Employee unions and major utility consumer groups were among the parties settling, along with the CPUC’s independent consumer branch, the Office of Ratepayer Advocates (ORA). The settlements are geared to allow San Diego Gas and Electric Co. (SDG&E) and Southern California Gas Co. (SoCalGas) to avoid the need for future general rate case filings until 2008.
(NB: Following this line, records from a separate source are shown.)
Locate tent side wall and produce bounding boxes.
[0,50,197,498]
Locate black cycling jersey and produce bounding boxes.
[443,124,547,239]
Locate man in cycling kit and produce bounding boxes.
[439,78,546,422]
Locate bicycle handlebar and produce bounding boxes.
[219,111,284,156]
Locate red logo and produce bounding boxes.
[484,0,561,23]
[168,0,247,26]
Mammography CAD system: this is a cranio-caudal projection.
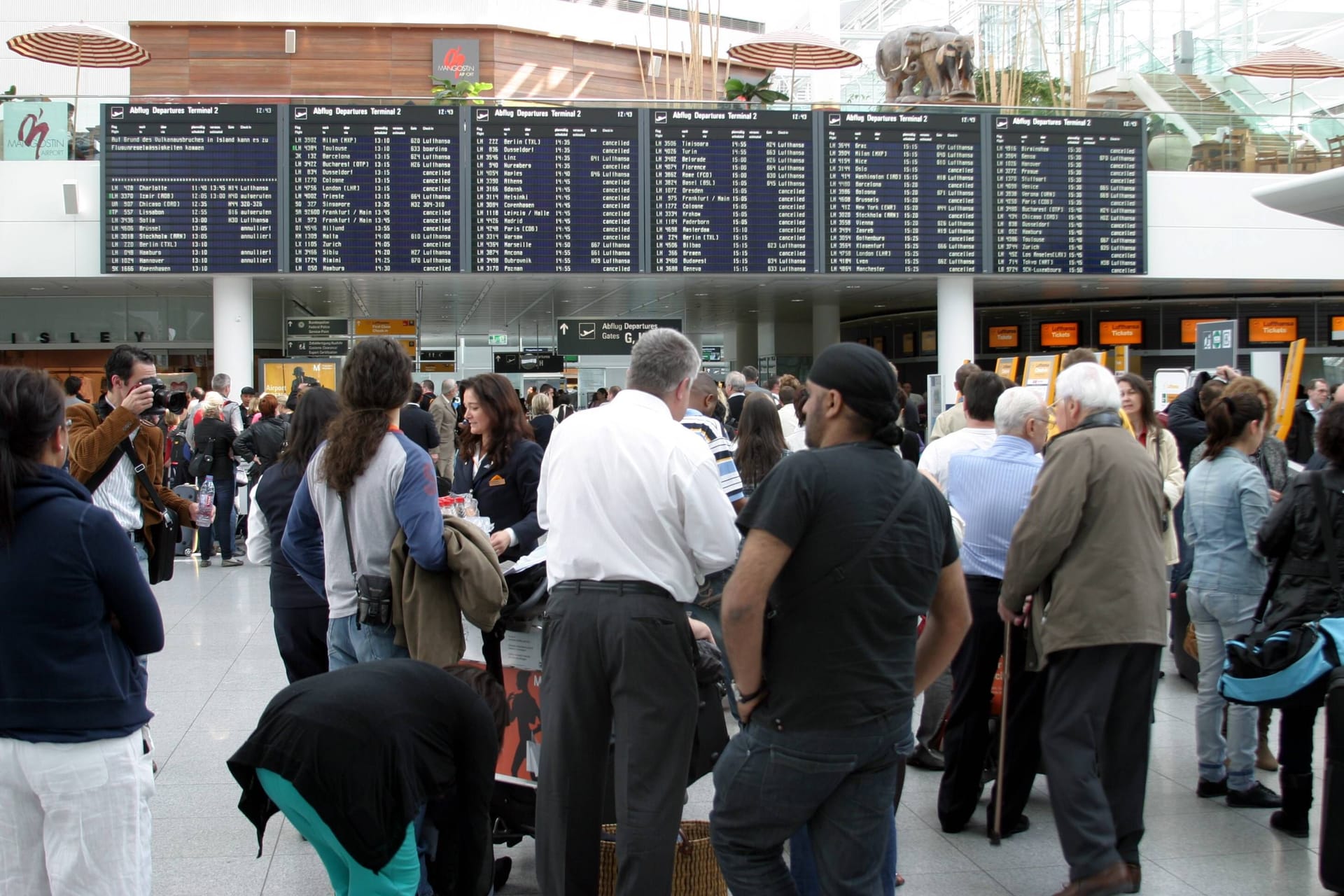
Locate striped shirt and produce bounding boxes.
[681,407,746,501]
[946,435,1044,579]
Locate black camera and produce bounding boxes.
[140,376,191,416]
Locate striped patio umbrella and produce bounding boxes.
[729,31,863,97]
[1227,44,1344,160]
[6,22,149,123]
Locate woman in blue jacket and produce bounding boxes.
[0,367,164,896]
[453,373,542,560]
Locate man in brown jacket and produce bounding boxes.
[999,363,1167,896]
[66,345,197,572]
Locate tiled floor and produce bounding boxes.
[149,560,1326,896]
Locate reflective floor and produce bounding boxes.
[141,560,1326,896]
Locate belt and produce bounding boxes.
[551,579,675,601]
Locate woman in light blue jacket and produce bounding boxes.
[1184,395,1280,808]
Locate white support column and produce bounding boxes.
[938,276,976,392]
[211,276,257,389]
[812,302,840,360]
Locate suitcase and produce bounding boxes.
[1320,669,1344,893]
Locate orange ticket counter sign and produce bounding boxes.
[1246,317,1297,344]
[1100,321,1144,345]
[1040,323,1078,348]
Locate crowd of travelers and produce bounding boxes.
[0,335,1344,896]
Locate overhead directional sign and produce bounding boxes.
[559,317,681,355]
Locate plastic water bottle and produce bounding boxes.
[196,475,215,523]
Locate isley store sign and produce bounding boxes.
[433,39,481,85]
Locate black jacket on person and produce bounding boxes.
[234,416,289,482]
[253,463,327,610]
[1255,466,1344,631]
[191,416,235,482]
[1167,372,1214,470]
[453,440,542,560]
[1284,398,1316,463]
[228,659,500,896]
[0,466,164,741]
[398,405,438,454]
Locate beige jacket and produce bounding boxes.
[1000,421,1168,669]
[388,517,508,666]
[1140,427,1185,566]
[929,402,966,442]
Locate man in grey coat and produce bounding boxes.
[999,363,1168,896]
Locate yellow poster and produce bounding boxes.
[260,358,340,402]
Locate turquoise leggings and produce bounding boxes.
[257,769,421,896]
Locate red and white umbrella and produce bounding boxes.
[729,31,863,97]
[6,22,149,123]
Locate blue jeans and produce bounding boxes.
[327,615,412,672]
[710,709,910,896]
[789,709,916,896]
[197,475,238,560]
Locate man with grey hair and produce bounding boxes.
[999,363,1168,896]
[536,329,738,896]
[938,388,1050,837]
[428,380,457,479]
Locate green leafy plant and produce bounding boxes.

The focus of the settlement filed with the CPUC last Wednesday was on earnings sharing between utility shareholders and retail ratepayers, cost-of-capital issues and future rates and revenue requirements. According to the filed settlement, SoCalGas would have an annual revenue requirement of about $1.5 billion this year, while SDG&E’s revenue requirement would be a little more than $1 billion in 2004
.In the years between now and 2008, the two utilities will be able to raise their revenue requirements by percentage ranges each year. For example, SoCalGas can raise its revenue requirement next year by 2% to 3%; SDG&E by 3.2% to 4.2%, and the percentages increase each year, with the utilities being able to go up to 4.3% and 4.8%, respectively in 2007.
The fundamental issue of the use of incentives and how they are applied still needs to be resolved. ORA, for example, wants penalties to be applied as well as rewards, if the utilities fall significantly short of their targets on reliability,safety and customer satisfaction. Current PBR processes provide only for rewards.